Some consider an officer not being visible as "entrapment." It is not. Entrapment is defined as "the action of luring an individual into committing a crime in order to prosecute the person for it."
In order to qualify as entrapment, the officer would have to try and coax a person to speed, arrest them for it. This scenario did not mention any enticement but simply mentioned that the officer was concealed... which is perfectly legal.
QUESTION: What age can a child pick which parent they want to live with?
ANSWER: There is no magical age that the courts automatically begin to consider the child's preferences when awarding custody. However, just around the age of twelve is when the judges do begin to factor in the child's input and concerns as to a custody arrangement.
Of course, sometimes the child's reasoning for preferring one parent's domicile may not be recognized as grounds for a change in the arrangement – for example, if a child prefers not to go to one parent's place because he or she "makes me do all my homework" or "has too many rules." Additionally, some children will tell a parent they do not want to go to the other parents because it pleases that parent to hear that.

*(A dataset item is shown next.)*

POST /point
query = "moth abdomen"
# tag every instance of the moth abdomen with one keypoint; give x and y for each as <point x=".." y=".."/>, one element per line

But if there is a "material change of circumstances" in the child's life, such as new school, new town, or something has changed in one of the parents' situations, then the child's preferences become even more relevant to the court.
Disclaimer: The information furnished in this answer is general and may not apply to some situations. All legal situations are unique. No one should rely to their detriment on these answers. Anyone with a potential legal problem should seek the advice of a licensed attorney before taking any action or inaction. The answers provided are not intended to be specific legal advice and no attorney-client relationship is created between the SWLA Law Center and the viewers of KPLC-TV.